Andou, descontraído. Sentindo-se mais leve a cada hora que passava. Muito tarde da noite (não precisava voltar para casa; atravessara como que flutuando as seis, sete, oito horas; quase pegou o ônibus, lembrou-se a tempo, ficou vagando pela cidade, vendo a noite cair, o movimento diminuir, as pessoas mudarem nas ruas). Sentou-se num banco da praça, olhando a mão. Gostava ainda mais do furo.

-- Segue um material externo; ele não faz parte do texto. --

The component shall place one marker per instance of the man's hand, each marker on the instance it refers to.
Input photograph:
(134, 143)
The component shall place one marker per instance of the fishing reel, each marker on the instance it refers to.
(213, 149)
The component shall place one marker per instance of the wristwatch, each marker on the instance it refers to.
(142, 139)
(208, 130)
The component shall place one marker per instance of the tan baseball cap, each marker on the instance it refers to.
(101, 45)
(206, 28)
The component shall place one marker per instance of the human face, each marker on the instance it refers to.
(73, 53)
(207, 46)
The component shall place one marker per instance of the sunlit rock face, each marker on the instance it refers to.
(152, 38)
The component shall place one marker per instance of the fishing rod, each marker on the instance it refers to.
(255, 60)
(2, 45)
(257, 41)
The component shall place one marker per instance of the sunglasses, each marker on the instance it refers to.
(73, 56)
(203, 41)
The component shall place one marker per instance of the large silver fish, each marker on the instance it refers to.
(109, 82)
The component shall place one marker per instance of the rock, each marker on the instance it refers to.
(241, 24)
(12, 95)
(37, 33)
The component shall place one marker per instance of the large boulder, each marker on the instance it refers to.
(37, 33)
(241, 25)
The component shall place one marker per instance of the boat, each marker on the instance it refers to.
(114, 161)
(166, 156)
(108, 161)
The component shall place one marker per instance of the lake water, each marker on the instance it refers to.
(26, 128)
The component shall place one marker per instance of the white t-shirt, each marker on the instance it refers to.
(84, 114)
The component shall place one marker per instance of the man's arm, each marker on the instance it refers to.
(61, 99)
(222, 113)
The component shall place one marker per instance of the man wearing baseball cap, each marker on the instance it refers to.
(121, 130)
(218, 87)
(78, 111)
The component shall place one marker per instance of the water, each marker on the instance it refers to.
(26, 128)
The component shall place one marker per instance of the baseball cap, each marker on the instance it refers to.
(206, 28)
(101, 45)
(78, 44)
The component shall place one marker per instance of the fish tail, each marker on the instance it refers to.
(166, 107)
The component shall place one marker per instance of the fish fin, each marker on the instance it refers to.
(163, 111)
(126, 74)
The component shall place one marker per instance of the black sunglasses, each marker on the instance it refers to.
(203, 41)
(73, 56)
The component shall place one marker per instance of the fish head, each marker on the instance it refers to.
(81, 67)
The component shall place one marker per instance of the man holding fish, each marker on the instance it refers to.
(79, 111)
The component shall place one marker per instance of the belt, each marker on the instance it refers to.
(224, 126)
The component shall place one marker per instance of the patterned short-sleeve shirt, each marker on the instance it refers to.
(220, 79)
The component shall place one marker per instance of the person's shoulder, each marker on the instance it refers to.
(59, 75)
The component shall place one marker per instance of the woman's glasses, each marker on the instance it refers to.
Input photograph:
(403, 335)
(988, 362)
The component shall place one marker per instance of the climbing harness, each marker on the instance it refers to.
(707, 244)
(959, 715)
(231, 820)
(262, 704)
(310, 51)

O senhor quer sair desse banco?
Era um homem de farda abóbora, distintivo no peito: Fiscalização de Parques e Jardins.
O que tem esse banco?
Não pode sentar nele.
Ele mudou para o banco ao lado, o homem seguiu atrás.
Nem nesse.
Em qual então?
Em nenhum.
Olhe quanta gente sentada.
Eles não têm buraco na mão.
O homem enfiou a mão embaixo da túnica, tirou um cacetete, deu uma pancada na cabeça dele. As pessoas se aproximaram, enquanto ele cambaleava.
Socorro, disse, com a voz fraca, amparando-se num velhote. O velhote se afastou, ele caiu no chão. A cabeça latejando terrivelmente.
Por que fez isso?
Pedi para não sentar, o senhor teimou. Agora, saia da praça.
Saia, saia, gritavam as pessoas em volta.
Andou, sem se incomodar com o povo, o fiscal. Passou a mão na cabeça, sangrava. Num bar, pediu um copo de água gelada, jogou na cabeça. Decidiu que não iria para casa. Talvez passasse por uma delegacia para dar queixa, abrir um processo contra o fiscal. Embaixo de um viaduto, sentou-se. Vagabundos (seriam vagabundos?) tinham acendido uma fogueira. Acordou, o sol nascendo, levantou-se rápido. De pé, lembrou-se que não precisava ir ao emprego, ir a lugar nenhum. Sentou-se de novo, vendo os vagabundos (seriam vagabundos?) tomarem o que parecia café. Aproximou-se. Um deles estendeu uma lata. Quando olhou a mão do homem, viu nela um orifício de uns dois centímetros de diâmetro que atravessava da palma às costas. Então, ele também mostrou a mão. O homem não disse nada. Ele tomou o café. Ralo, de pó catado nos lixos dos bares, já tinha passado uma ou duas vezes pelo coador. Serviu para assentar o estômago.